Digital libraries are currently active in research in a number of areas, including text mining, natural language processing, classification theory, the applicability of traditional classification systems (Library of Congress Classification System, Dewey Decimal Classification and Relative Index, ACM Classification Scheme, Harvard classification system ) to digital media, automatically generated hypertext from inferred rules, etc.
Economically digital libraries are going to be very important in the current renegotiation of the economics of the publishing industry. Historically libraries have been funded by consumers of texts and acted in their interests and to a large extent this is still so (consider public libraries, and university libraries), been champions of free speech and copyright ``fair use'' exemptions. By moving away from a model were `copy' as a meaningful definition new ways of renumerating authors, editors, illustrators and other worker in the making of books. The move away from physical books is going to piss off those with book fetishes.

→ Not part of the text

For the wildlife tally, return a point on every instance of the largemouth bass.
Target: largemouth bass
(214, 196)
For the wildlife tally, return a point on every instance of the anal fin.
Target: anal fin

Haunting all digital libraries is the specter of the Library of Alexandria whose burning is essentially the defining fact of the history of librarianship. There is an extent to which much of western civilization's obsession with buried, arcane and hidden knowledge stems from a lingering cultural fear that in the barbarian founding of the western civilization we burnt an irreplaceable record of who we are, where we've come from and where we're going. The stories of Jorge Luis Borges illustrate this fear very well. The Library of Alexandria is the standard by which all collections of information are measured, digital libraries come no closer than traditional libraries, but are perhaps closing faster.